You’ll assume the role of an advisor in one of the top five financial advisory firms in the world. Competitors are fierce, so you want to propose a novel approach to assembling investment portfolios that are based on cryptocurrencies. Instead of basing your proposal on only returns and volatility, you want to include other factors that might impact the crypto market—leading to better performance for your portfolio.
When you present the idea, your manager loves it! So, you’re asked to create a prototype for submitting your crypto portfolio proposal to the company board of directors.
You’ll combine your financial Python programming skills with the new unsupervised learning skills that you acquired in this module.
You’ll create a Jupyter notebook that clusters cryptocurrencies by their performance in different time periods. You’ll then plot the results so that you can visually show the performance to the board.
The provided CSV file contains the price change data of cryptocurrencies in different periods.
The high-level steps for this Challenge are as follows:
-
Import the data.
-
Prepare the data.
-
Find the best value for k by using the original data.
-
Cluster the cryptocurrencies with K-means by using the original data.
-
Optimize the clusters with principal component analysis.
-
Find the best value for k by using the PCA data.
-
Cluster the cryptocurrencies with K-means by using the PCA data.
-
Visualize and compare the results.
In this section, you’ll use the elbow method to find the best value for k by using the original data. To do so, complete the following steps:
-
Code the elbow method algorithm to find the best value for k. Use a range from 1 to 11.
-
To visually identify the optimal value for k, plot a line chart of all the inertia values computed with the different values of k.
-
Answer the following question: What’s the best value for k?
In this section, you’ll use the K-means algorithm along with the best value for k that you found by using the original data. Specifically, you’ll use them to cluster the cryptocurrencies according to the provided price changes of the cryptocurrencies provided. To do so, complete the following steps:
-
Initialize the K-means model with four clusters by using the best value for k.
-
Fit the K-means model by using the original data.
-
Predict the clusters for grouping the cryptocurrencies by using the original data. Review the resulting array of cluster values.
-
Create a copy of the original data, and then add a new column of the predicted clusters.
-
Using hvPlot, create a scatter plot by setting
x="price_change_percentage_24h"
andy="price_change_percentage_7d"
. Color the graph points with the labels that you found by using K-means. Then add the crypto name to thehover_cols
parameter to identify the cryptocurrency that each data point represents.
In this section, you’ll perform PCA and reduce the features to three principal components. To do so, complete the following steps:
-
Create a PCA model instance, and set
n_components=3
. -
Use the PCA model to reduce the features to three principal components. Then review the first five rows of the DataFrame.
-
Get the explained variance to determine how much information can be attributed to each principal component.
-
Answer the following question: What’s the total explained variance of the three principal components?
-
Create a new DataFrame with the PCA data. Be sure to set the
coin_id
index from the original DataFrame as the index for the new DataFrame. Review the resulting DataFrame.
In this section, you’ll use the elbow method to find the best value for k by using the PCA data. To do so, complete the following steps:
-
Code the elbow method algorithm, and use the PCA data to find the best value for k. Use a range from 1 to 11.
-
To visually identify the optimal value for k, plot a line chart of all the inertia values computed with the different values of k.
-
Answer the following questions: What’s the best value for k when using the PCA data? Does it differ from the best value for k that you found when using the original data?

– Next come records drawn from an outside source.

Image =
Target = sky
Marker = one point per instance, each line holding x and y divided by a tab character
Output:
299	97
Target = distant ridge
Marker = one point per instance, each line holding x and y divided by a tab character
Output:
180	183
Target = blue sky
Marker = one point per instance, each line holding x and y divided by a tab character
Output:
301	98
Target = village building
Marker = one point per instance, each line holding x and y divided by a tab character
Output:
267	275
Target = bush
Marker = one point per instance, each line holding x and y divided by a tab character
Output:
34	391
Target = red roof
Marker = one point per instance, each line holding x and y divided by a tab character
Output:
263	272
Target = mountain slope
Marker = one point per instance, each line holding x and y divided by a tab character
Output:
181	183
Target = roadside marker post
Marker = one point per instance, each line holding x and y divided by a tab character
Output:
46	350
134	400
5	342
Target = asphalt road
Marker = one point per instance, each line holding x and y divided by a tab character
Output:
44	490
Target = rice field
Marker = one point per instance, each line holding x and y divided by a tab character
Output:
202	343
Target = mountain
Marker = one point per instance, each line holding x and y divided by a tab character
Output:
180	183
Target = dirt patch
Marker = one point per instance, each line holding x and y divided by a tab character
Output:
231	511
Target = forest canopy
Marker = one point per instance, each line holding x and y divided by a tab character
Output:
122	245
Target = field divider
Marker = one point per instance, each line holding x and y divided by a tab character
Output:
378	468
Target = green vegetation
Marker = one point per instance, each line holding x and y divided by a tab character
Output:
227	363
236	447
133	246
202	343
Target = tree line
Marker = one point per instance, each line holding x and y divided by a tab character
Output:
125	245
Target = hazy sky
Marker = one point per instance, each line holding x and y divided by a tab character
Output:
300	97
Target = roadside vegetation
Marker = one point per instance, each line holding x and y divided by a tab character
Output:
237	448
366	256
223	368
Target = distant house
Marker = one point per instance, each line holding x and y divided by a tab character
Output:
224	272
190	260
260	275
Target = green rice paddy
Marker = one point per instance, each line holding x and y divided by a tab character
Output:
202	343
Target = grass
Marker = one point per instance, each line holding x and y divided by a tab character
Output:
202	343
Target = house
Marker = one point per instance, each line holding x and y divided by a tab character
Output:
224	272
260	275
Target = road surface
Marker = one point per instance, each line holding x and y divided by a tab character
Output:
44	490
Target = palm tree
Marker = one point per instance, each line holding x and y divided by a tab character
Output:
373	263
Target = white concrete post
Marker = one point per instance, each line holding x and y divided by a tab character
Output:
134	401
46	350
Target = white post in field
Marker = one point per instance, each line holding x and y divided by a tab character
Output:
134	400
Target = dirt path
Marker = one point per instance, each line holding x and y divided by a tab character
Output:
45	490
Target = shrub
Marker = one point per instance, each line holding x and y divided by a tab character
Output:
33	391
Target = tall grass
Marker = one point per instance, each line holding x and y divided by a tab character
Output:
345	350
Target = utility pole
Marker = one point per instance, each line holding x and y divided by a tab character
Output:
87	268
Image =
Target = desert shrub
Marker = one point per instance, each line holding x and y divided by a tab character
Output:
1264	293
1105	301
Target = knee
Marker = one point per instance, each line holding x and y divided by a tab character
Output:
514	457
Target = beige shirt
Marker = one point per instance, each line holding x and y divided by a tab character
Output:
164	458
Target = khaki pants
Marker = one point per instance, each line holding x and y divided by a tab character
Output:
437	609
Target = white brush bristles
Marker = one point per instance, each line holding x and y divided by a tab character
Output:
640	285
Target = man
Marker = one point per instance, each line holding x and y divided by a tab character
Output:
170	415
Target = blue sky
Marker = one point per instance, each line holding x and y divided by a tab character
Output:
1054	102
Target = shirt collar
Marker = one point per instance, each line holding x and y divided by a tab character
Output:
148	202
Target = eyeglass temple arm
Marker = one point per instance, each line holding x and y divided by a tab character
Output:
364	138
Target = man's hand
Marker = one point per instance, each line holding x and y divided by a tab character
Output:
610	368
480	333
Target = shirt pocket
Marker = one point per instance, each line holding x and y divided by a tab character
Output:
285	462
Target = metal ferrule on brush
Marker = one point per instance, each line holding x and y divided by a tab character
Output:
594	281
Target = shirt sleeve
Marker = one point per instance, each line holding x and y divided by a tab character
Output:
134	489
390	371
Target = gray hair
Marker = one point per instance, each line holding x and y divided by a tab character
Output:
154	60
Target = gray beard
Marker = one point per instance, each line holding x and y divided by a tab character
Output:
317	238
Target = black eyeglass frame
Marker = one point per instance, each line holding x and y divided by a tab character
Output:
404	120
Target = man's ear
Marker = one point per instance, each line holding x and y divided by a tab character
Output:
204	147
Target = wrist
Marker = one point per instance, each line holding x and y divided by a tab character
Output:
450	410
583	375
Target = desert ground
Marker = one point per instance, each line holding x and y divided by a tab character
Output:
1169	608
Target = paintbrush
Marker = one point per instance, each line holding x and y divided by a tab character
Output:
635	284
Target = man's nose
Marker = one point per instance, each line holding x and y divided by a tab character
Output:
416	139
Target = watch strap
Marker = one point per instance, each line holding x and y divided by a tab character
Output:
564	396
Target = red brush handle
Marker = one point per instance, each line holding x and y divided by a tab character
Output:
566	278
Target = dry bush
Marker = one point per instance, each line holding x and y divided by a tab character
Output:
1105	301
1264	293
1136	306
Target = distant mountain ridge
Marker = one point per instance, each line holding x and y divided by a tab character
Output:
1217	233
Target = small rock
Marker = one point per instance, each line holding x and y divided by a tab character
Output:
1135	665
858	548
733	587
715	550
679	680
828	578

In this section, you’ll use the PCA data, the K-means algorithm, and the best value for k that you found by using the PCA data. Specifically, you’ll use them to cluster the cryptocurrencies according to the principal components. To do so, complete the following steps:
-
Initialize the K-means model with four clusters by using the best value for k.
-
Fit the K-means model by using the PCA data.
-
Predict the clusters for grouping the cryptocurrencies by using the PCA data. Review the resulting array of cluster values.
-
Create a copy of the DataFrame with the PCA data, and then add a new column to store the predicted clusters.
-
Using hvPlot, create a scatter plot by setting
x="price_change_percentage_24h"
andy="price_change_percentage_7d"
. Color the graph points with the labels that you found by using K-means. Then add the crypto name to thehover_cols
parameter to identify the cryptocurrency that each data point represents.
In this section, you’ll visually analyze the cluster analysis results by observing the outcome both with and without the use of optimization techniques. To do so, complete the following steps:
-
Create a composite plot by using hvPlot and the plus sign (
+
) operator to compare the elbow curve that you created from the original data with the one that you created from the PCA data. -
Create a composite plot by using hvPlot and the plus (
+
) operator to compare the cryptocurrency clusters that resulted from using the original data with those that resulted from the PCA data. -
Answer the following question: Based on visually analyzing the cluster analysis results, what’s the impact of using fewer features to cluster the data by using K-means?